Project

General

Profile

Bug #1922

Isomalloc fails with large memory footprints

Added by Sam White 3 months ago. Updated 3 months ago.

Status:
New
Priority:
Normal
Assignee:
Category:
AMPI
Target version:
-
Start date:
05/22/2018
Due date:
% Done:

0%

Tags:

Description

Isomalloc has not been stress tested for its efficiency for large memory footprint applications.
What is the memory overhead of using Isomalloc and its mempool implementation?
How close can we get to the memory limit of a node with and without Isomalloc?

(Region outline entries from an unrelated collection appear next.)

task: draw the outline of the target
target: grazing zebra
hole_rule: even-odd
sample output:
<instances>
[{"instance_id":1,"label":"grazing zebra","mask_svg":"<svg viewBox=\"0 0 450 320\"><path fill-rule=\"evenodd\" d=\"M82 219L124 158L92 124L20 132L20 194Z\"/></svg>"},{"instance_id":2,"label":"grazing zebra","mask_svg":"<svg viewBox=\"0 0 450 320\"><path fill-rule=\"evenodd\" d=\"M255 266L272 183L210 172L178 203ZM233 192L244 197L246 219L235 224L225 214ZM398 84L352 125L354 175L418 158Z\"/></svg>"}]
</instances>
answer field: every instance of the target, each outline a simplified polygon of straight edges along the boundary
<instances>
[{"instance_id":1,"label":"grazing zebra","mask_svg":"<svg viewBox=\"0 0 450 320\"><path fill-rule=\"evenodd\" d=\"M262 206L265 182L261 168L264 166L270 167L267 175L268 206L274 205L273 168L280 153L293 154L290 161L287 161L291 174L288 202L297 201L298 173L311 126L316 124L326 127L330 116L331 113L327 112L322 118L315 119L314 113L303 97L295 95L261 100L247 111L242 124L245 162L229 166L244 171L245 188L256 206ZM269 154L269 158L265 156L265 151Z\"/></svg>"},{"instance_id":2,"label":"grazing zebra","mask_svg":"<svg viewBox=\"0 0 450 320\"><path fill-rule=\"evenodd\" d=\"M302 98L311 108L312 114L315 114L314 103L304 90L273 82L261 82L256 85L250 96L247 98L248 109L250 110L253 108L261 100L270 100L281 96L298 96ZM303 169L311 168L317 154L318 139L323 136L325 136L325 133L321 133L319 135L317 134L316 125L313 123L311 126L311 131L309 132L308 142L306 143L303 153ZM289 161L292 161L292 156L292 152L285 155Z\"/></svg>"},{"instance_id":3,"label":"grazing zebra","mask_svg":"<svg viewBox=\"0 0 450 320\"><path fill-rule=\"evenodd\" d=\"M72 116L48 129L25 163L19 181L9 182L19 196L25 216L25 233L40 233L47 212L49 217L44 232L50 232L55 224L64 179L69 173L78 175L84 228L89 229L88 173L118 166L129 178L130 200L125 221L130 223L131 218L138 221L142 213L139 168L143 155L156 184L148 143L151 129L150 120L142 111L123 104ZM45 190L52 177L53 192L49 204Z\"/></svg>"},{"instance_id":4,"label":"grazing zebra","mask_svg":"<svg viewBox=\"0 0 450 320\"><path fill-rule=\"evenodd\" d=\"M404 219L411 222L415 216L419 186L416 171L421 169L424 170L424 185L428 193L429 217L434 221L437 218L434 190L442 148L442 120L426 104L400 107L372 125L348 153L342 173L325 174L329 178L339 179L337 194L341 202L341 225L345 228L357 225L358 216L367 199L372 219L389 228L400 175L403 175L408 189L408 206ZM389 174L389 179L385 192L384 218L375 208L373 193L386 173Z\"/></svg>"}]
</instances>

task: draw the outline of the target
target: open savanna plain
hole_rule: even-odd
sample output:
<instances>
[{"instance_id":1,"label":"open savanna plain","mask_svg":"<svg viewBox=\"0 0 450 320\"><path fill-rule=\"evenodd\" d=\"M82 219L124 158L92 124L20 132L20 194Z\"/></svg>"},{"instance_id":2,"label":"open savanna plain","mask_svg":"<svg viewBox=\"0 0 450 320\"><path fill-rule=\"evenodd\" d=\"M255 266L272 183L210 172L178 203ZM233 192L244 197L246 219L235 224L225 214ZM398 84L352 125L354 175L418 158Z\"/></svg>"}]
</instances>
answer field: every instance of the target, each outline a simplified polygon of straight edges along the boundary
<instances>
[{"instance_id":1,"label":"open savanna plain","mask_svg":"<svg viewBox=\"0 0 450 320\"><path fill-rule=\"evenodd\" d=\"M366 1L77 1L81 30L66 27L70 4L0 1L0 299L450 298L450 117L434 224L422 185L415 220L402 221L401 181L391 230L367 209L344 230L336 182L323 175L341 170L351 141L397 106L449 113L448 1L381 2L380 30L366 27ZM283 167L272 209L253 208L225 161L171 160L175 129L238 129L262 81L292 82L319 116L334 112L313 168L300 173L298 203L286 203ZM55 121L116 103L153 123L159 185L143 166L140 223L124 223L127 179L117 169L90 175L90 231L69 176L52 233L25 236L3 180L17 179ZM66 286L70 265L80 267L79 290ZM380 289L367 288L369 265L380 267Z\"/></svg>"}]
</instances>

I've seen XPACC's PlasComCM crash with out of memory errors when using Isomalloc before, but had no real way to debug this easily or to say how much extra memory Isomalloc was using.


Related issues

Related to Charm++ - Feature #1921: Make Isomalloc/mempool not use the pool for large allocations Implemented 05/22/2018

History

#1 Updated by Sam White 3 months ago

  • Tags set to isomalloc

#2 Updated by Sam White 3 months ago

From Yidong Xia and his postdoc at Idaho National Lab, who are currently running MiniMD on AMPI:

When I run miniMD_ampi for small system (in.lj.miniMD), there is not any problem. However, when I increased the system size from 36*36*36 to 360*360*360 (natoms ~ 130M), miniMD_ampi gave me the following error message:

$ ./obj_ampi/charmrun +p8 ./miniMD_ampi +vp8
Running command: ./miniMD_ampi +p8 +vp8
Charm++: standalone mode (not using charmrun)
Charm++> Running in Multicore mode:  8 threads
Warning> Using Isomalloc in SMP mode, you may need to run with '+isomalloc_sync'.
Converse/Charm++ Commit ID: v6.8.2-682-ga8b455cfe
CharmLB> Load balancer assumes all CPUs are same.
Charm++> Running on 1 unique compute nodes (24-way SMP).
Charm++> cpu topology info is gathered in 0.000 seconds.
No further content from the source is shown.